I started cycling to work when we moved to Baltimore doing my post-doc fellowship at Johns Hopkins. We had a three-month-old son and only one vehicle. That is where the cycling started, and the practice just carried on from there. The cycling would have to stop around Halloween in Manitoba because it would get too cold and too treacherous. Once I moved to the west coast, it was smooth sailing all year round.
Cycling in Vancouver, what gets you are the ups and downs. In Manitoba, it was the wind. I remember going to work one day complaining about how often the wind turned around because I was pedalling against it for my 13 1/2 mile ride-in. Everybody at coffee would say, “A likely story, Schellenberg,” until one of our technicians came to my defence and said, “You know, Bob, I’ve noticed the same thing!”. Then I felt vindicated. Five minutes later, we would start laughing because he came from due north and I came from due south (Laughs).
What are you looking most forward to in your retirement?

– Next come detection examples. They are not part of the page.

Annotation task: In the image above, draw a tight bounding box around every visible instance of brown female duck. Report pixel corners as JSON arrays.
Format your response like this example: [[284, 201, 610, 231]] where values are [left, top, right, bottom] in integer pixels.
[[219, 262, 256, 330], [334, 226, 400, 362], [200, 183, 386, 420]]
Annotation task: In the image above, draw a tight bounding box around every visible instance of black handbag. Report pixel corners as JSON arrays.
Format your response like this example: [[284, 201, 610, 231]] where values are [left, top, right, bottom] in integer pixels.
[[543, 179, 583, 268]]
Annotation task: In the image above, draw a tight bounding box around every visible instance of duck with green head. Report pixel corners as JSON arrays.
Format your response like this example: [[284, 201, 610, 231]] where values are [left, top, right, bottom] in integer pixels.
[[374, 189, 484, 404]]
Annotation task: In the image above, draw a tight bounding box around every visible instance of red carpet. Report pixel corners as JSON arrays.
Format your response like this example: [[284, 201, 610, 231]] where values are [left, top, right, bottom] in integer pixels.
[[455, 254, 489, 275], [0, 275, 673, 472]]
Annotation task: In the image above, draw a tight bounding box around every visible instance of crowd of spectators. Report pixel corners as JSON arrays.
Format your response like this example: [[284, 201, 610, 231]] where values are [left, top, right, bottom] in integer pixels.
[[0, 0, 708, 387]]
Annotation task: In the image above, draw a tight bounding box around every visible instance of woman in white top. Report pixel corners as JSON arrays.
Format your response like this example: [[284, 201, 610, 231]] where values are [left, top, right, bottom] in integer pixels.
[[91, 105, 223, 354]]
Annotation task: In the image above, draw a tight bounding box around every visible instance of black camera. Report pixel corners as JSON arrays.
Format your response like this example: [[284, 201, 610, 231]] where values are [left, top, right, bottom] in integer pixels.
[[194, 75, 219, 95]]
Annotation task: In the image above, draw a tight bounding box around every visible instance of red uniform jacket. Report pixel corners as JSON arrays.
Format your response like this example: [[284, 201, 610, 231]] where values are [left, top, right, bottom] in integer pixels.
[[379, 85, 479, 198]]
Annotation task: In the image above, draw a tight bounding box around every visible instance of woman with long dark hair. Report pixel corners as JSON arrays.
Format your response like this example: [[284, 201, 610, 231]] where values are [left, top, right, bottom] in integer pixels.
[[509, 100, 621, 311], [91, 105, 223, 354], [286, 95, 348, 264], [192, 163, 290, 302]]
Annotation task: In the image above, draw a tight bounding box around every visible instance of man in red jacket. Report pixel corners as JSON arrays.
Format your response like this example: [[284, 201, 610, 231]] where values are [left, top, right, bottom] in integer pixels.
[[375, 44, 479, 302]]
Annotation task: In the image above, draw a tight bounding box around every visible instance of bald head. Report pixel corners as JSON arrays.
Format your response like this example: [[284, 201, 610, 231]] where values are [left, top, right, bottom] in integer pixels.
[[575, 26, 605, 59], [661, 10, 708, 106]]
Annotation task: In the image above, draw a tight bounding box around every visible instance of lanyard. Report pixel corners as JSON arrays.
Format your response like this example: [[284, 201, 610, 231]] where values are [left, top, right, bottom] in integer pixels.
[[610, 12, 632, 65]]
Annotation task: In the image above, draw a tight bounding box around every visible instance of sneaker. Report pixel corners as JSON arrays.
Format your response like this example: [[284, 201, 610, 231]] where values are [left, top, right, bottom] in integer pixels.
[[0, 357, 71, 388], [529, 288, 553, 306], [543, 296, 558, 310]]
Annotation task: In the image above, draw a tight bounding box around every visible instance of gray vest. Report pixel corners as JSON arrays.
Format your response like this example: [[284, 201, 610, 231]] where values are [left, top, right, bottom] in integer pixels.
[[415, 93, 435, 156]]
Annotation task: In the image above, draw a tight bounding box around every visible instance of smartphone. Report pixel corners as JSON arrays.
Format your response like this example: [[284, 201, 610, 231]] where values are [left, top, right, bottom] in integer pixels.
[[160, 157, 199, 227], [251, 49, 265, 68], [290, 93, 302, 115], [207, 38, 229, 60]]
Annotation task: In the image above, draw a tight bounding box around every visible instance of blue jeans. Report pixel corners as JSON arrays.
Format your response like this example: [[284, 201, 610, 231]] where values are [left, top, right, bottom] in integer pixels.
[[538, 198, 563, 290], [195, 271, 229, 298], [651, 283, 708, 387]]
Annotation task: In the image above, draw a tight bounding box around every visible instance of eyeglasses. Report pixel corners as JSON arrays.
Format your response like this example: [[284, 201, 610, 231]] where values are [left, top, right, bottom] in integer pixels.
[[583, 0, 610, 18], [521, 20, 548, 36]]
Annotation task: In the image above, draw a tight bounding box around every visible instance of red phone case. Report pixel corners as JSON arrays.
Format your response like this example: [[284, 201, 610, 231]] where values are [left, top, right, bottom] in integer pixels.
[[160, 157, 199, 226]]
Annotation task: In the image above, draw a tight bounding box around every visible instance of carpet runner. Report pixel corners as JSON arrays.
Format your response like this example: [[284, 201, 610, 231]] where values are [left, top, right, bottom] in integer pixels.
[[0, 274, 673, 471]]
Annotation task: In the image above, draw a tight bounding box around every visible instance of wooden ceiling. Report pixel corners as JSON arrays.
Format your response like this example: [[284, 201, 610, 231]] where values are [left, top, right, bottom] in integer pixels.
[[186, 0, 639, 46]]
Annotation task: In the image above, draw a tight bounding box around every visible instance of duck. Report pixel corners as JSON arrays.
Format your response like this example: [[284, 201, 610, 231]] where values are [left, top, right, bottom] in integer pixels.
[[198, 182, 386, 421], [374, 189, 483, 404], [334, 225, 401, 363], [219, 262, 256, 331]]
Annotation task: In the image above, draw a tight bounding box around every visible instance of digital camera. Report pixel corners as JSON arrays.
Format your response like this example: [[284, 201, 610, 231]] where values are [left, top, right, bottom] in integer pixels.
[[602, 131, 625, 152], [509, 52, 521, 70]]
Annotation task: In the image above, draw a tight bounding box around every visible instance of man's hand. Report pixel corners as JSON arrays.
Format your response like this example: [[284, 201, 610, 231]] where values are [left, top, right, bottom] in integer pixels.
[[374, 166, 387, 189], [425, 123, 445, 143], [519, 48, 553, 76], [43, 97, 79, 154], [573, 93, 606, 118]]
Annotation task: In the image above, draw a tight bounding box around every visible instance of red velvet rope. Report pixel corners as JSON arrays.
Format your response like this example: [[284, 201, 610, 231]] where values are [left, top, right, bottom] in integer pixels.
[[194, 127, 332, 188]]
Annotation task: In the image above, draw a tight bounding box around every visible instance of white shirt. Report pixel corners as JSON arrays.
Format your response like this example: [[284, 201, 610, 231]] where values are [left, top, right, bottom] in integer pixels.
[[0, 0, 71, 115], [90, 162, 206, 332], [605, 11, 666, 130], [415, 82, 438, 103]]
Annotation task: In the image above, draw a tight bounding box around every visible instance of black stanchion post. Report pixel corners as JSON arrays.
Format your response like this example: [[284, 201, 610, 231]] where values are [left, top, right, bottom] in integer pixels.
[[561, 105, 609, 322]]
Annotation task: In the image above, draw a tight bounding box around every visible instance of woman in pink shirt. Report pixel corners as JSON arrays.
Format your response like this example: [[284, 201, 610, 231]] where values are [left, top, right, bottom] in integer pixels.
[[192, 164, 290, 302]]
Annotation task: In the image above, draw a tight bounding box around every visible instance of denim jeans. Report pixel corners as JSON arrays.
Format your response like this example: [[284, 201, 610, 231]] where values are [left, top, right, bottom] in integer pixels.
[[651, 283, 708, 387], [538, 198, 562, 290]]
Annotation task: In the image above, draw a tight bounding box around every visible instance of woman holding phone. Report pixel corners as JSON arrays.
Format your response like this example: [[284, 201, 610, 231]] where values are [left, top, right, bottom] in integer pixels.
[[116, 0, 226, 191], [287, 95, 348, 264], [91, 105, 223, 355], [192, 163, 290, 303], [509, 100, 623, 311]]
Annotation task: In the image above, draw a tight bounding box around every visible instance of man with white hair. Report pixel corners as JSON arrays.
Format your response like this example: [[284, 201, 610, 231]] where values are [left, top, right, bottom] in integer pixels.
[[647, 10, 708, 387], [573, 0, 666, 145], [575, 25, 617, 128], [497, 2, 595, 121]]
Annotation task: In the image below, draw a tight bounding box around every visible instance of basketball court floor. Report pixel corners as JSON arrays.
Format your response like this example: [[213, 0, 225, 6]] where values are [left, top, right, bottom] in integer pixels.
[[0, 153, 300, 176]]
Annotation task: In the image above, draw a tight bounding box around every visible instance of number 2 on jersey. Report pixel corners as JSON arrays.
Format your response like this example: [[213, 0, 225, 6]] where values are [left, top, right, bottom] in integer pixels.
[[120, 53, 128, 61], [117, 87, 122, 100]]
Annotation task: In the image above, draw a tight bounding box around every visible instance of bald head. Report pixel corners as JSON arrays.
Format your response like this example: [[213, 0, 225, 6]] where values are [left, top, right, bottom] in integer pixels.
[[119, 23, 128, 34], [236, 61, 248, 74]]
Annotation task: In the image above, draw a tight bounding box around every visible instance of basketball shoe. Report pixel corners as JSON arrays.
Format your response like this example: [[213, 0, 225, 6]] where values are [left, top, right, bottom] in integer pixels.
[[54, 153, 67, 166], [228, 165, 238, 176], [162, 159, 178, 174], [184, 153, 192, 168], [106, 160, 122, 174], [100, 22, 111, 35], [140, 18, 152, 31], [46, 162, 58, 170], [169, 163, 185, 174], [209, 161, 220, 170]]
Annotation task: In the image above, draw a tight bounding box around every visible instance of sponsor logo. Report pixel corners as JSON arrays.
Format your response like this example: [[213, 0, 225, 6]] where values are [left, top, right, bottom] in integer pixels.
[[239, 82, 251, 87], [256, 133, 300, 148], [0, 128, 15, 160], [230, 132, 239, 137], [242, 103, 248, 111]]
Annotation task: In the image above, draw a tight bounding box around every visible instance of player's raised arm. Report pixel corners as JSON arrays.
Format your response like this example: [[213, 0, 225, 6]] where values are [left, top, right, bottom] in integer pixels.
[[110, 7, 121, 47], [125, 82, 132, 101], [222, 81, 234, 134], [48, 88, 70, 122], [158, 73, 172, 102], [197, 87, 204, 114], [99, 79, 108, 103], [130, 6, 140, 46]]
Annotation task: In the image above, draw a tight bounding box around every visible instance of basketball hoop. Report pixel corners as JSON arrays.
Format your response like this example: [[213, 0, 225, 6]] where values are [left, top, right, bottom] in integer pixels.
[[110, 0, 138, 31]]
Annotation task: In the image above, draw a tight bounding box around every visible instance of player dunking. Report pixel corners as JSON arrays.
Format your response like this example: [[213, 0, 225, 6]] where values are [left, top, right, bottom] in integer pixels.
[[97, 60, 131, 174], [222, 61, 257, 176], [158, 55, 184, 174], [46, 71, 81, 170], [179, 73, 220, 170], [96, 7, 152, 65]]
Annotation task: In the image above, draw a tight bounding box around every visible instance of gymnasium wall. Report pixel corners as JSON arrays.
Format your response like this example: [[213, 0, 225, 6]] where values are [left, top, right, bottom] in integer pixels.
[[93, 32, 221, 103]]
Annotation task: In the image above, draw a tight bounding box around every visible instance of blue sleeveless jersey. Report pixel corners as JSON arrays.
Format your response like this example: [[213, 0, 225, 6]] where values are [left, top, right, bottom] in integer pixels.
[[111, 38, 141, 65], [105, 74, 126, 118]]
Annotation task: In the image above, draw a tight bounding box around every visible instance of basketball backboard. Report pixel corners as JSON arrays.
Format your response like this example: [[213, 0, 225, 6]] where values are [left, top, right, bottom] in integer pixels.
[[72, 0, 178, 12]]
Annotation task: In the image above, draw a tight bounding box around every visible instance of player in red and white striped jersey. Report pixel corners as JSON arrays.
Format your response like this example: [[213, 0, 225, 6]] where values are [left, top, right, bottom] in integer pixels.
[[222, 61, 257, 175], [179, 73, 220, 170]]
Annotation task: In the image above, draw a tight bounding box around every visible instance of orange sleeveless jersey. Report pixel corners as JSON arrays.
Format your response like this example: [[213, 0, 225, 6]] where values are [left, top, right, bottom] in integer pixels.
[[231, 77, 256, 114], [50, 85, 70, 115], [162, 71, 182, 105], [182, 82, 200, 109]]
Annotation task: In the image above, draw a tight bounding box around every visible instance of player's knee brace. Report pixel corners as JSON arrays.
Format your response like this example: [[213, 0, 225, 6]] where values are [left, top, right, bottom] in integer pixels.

One of the things I was looking forward to with retirement was the freedom to travel, but that is not happening right now. I am not able to see my daughter’s family over in the UK. Life is a bit more limiting now with COVID restrictions, but we do get over to see the grandkids in Vancouver; we are grateful for that.
The Department of Medicine is incredibly grateful to Dr. Schellenberg for agreeing to be interviewed and being so generous with his time and insight.